What You Should Know About Comprehensive vs Collision

Lucy Lazarony
February 4, 2021

Collision insurance and comprehensive insurance are optional insurance coverages that pay for repairs on your car if it should be damaged in a car accident or other incident. If you are financing a car, a lender will require you carry collision insurance and comprehensive insurance for the length of the loan. After the loan is complete, it is up to you whether you want to continue collision and comprehensive insurance for your vehicle. Collision insurance is coverage that helps to repair or replace your car if it is damaged in an accident with another vehicle or object such as a fence or a tree or guardrail. Collision insurance pays for this coverage regardless of who is at fault in an accident. Comprehensive auto insurance covers events that aren’t covered by collision insurance. These events include fire, theft, vandalism and damages from weather such as a hailstorm, a windstorm, a tornado and a hurricane. Here are more details about collision insurance and comprehensive insurance.

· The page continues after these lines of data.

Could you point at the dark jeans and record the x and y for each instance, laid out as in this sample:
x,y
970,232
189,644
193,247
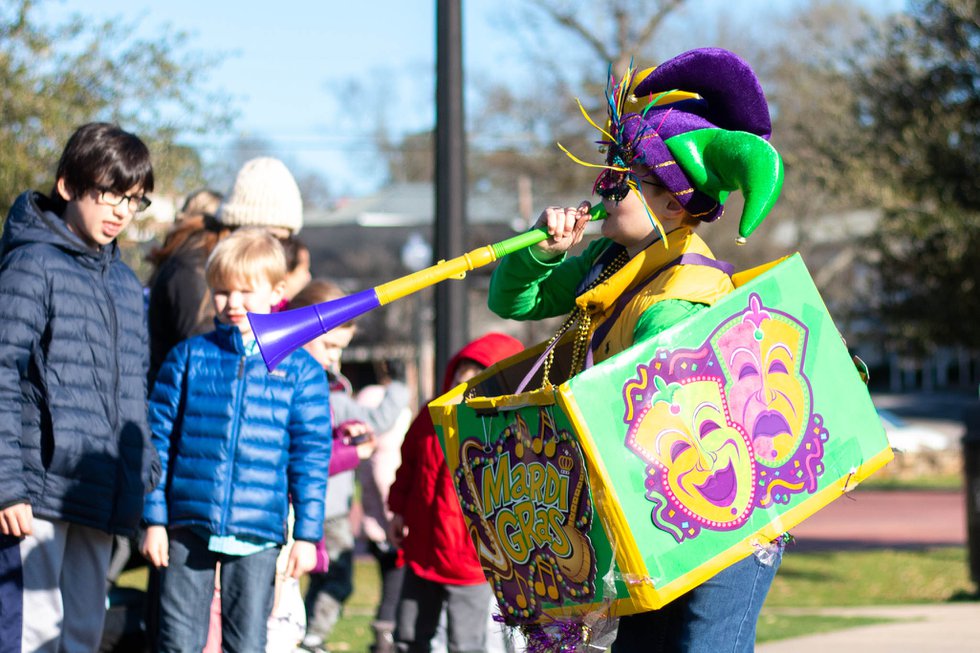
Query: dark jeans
x,y
391,580
718,616
187,587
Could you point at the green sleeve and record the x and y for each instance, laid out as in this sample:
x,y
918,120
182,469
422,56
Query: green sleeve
x,y
663,315
523,287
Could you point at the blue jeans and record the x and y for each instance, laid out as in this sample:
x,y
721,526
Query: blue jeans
x,y
187,587
718,616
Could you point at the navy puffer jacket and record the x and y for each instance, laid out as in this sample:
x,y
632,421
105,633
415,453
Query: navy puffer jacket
x,y
74,441
237,442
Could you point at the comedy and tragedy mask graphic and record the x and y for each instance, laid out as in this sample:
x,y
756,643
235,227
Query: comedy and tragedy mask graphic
x,y
526,498
727,427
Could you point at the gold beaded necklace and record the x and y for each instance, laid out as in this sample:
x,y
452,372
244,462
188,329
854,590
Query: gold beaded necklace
x,y
583,321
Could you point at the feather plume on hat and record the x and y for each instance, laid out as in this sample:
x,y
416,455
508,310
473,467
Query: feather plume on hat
x,y
700,123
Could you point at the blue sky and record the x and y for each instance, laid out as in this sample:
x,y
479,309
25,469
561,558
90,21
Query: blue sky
x,y
284,59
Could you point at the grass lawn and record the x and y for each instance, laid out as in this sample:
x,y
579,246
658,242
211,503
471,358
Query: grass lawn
x,y
853,578
805,580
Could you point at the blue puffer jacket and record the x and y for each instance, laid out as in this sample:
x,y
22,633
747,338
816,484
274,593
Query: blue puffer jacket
x,y
237,442
74,442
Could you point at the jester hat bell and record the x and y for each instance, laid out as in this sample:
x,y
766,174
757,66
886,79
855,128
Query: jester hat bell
x,y
700,123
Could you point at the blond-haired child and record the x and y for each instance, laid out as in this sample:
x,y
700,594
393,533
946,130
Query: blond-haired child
x,y
238,445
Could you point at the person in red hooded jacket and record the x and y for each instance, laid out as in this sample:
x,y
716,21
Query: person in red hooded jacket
x,y
442,563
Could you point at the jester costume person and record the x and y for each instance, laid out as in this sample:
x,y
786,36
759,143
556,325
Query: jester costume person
x,y
682,136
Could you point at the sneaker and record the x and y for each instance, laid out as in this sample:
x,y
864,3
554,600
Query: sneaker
x,y
314,644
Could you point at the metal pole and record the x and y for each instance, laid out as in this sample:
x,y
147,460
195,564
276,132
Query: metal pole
x,y
451,329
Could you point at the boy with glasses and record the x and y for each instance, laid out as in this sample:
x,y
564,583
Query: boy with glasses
x,y
75,452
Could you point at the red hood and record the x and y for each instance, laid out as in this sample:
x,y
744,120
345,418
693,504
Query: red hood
x,y
485,350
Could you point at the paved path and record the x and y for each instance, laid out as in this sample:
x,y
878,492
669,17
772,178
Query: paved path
x,y
936,628
866,519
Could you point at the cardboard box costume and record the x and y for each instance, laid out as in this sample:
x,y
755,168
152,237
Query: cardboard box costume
x,y
632,482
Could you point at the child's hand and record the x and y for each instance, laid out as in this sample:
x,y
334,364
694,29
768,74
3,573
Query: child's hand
x,y
17,520
397,530
565,227
156,546
361,436
302,558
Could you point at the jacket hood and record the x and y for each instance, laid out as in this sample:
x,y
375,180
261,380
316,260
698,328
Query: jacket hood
x,y
32,220
485,350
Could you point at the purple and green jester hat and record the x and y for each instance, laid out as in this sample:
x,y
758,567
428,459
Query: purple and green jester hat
x,y
700,123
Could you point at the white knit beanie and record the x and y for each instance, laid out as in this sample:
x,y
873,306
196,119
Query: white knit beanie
x,y
264,195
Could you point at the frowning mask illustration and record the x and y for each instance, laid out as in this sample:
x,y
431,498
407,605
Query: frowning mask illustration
x,y
761,352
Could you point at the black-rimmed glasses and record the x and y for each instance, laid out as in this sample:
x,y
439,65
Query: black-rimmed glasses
x,y
136,203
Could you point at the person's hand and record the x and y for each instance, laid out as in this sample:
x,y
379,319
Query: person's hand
x,y
302,558
397,530
156,546
391,369
565,227
17,520
362,437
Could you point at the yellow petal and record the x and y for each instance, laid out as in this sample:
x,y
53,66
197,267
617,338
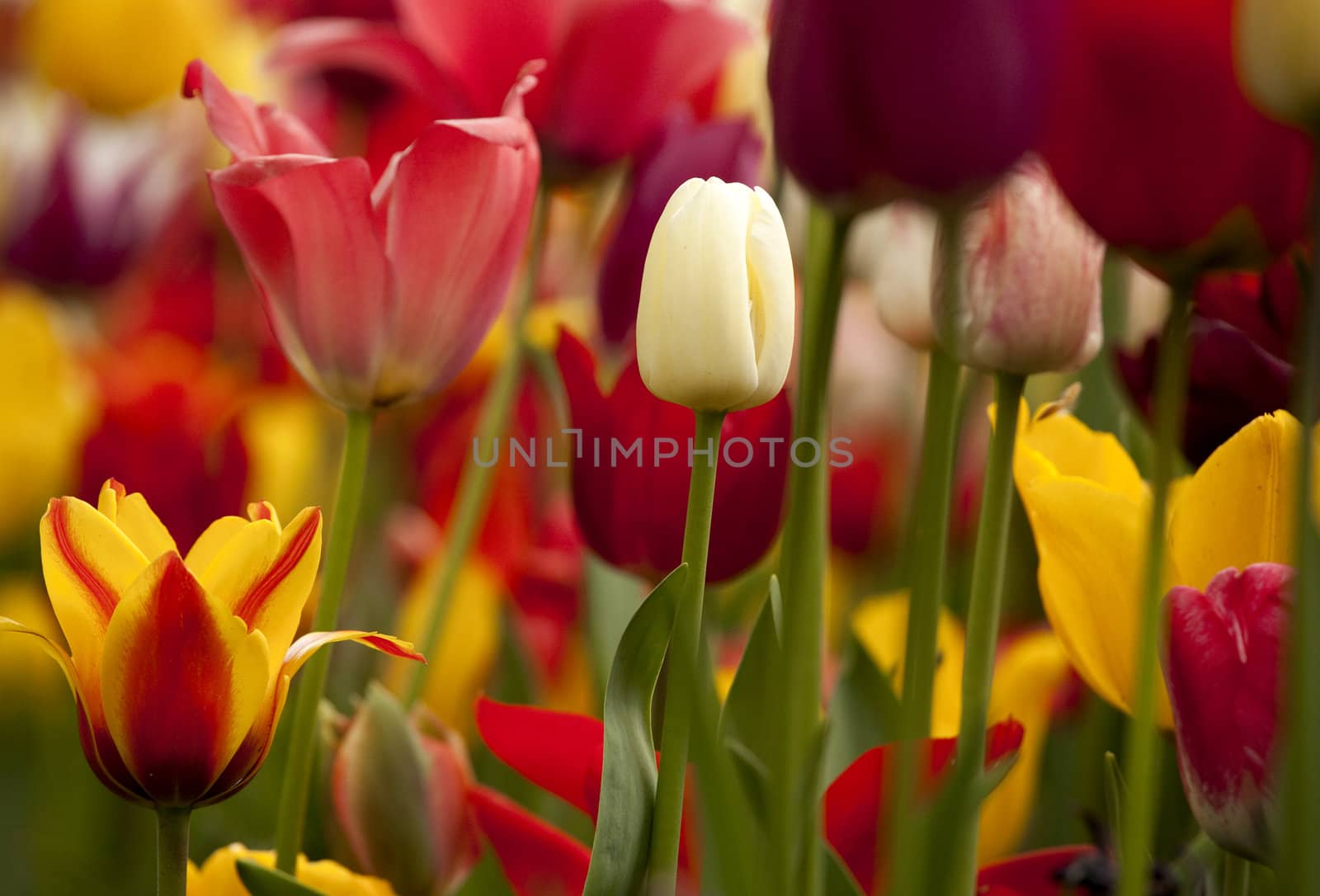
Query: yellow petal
x,y
881,625
1029,673
1240,506
1092,552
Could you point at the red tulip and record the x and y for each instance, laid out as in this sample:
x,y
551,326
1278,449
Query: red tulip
x,y
853,803
881,97
1158,148
631,510
378,292
1223,669
617,68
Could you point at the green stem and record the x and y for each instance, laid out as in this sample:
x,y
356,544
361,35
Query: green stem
x,y
1142,770
1299,866
172,851
303,734
987,597
683,658
928,543
475,484
795,813
1238,875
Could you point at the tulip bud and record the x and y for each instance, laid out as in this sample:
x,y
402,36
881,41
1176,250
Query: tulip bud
x,y
1030,281
1223,671
399,797
899,257
716,317
1275,48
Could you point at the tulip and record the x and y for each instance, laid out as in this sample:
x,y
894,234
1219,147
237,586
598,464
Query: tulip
x,y
898,266
160,398
367,305
936,98
1030,268
1241,334
726,149
1275,59
596,106
853,801
1223,667
1089,508
399,788
716,317
219,876
631,510
180,667
1158,149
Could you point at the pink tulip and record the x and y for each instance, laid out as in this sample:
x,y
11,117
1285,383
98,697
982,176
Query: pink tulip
x,y
378,293
1223,672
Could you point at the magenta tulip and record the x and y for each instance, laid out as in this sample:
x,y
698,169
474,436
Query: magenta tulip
x,y
378,293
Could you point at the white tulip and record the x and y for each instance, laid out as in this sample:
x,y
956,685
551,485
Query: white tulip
x,y
716,319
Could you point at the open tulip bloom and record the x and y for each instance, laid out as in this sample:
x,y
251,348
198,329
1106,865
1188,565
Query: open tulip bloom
x,y
180,664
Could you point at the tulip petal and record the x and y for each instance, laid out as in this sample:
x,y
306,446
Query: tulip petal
x,y
182,681
268,576
308,233
1240,506
1091,543
135,519
538,860
560,752
474,182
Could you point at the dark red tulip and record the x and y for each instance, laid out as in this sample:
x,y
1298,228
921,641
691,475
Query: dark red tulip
x,y
633,510
853,803
1241,343
881,97
1158,148
1223,668
730,151
617,68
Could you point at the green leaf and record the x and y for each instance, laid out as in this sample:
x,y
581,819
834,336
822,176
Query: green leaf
x,y
261,880
865,713
749,722
629,772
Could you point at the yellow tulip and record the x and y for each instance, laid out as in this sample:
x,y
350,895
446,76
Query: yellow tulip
x,y
1030,669
219,876
1089,508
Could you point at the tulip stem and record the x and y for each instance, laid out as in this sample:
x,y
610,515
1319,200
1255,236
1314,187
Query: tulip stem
x,y
1238,875
307,702
474,487
1142,770
795,812
1299,866
928,543
172,851
987,597
683,656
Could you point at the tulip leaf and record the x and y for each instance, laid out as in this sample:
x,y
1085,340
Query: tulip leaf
x,y
749,722
261,880
865,713
629,771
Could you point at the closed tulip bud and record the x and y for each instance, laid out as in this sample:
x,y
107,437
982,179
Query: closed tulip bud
x,y
1277,62
1030,299
1223,669
716,317
399,797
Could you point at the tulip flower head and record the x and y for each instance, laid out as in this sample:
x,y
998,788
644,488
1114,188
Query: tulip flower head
x,y
380,293
1275,44
1223,665
716,318
180,665
1030,299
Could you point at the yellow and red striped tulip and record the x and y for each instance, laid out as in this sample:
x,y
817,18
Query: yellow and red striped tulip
x,y
180,664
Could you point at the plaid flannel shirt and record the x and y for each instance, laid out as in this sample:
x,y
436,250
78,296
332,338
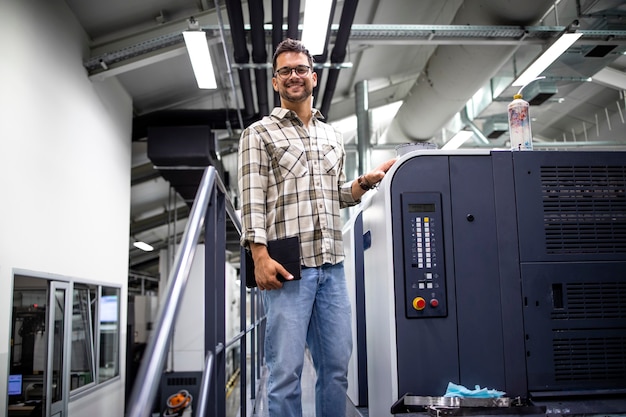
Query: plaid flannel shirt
x,y
292,182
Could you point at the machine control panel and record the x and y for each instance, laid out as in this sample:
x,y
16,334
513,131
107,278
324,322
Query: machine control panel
x,y
424,273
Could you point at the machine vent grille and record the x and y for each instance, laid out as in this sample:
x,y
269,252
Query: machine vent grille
x,y
590,359
591,300
584,209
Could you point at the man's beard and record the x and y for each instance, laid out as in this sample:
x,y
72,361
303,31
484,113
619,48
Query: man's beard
x,y
295,98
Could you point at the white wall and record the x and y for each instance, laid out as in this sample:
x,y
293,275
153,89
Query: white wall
x,y
65,151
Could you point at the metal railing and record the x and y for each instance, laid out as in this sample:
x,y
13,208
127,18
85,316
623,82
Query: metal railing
x,y
211,203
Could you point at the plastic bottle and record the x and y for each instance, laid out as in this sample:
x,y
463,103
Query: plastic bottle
x,y
519,124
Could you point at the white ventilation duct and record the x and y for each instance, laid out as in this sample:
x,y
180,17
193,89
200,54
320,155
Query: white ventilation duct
x,y
454,73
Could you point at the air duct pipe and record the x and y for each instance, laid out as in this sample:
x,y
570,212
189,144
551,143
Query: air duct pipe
x,y
259,54
339,52
240,52
454,73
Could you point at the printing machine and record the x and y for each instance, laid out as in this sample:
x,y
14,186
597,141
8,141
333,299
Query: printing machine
x,y
501,269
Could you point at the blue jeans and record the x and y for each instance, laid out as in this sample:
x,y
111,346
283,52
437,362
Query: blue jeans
x,y
314,311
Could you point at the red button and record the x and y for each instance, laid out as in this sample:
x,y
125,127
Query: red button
x,y
419,303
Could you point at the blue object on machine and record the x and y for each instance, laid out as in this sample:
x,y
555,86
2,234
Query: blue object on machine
x,y
455,390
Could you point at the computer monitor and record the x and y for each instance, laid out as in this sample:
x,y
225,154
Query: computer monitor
x,y
15,384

What Is Comprehensive Insurance vs Collision?

Because car lenders require you to get collision insurance and comprehensive insurance when financing a car, it is easy to think of collision insurance and comprehensive insurance as one big package of insurance. And indeed, some insurance companies won’t sell you one without the other. But they are separate insurance coverages. Collision is all about protecting you from collisions that happen with your car from another car or from an object such as a tree or fence. Comprehensive protects you from fire, theft, vandalism and damages from weather. So they are very important but different coverages.

Full Coverage vs Comprehensive and Collision

If you ever cause a car crash, liability insurance pays for other people’s injuries and property damage up to your liability limit. Most states have liability requirements for the drivers in their state.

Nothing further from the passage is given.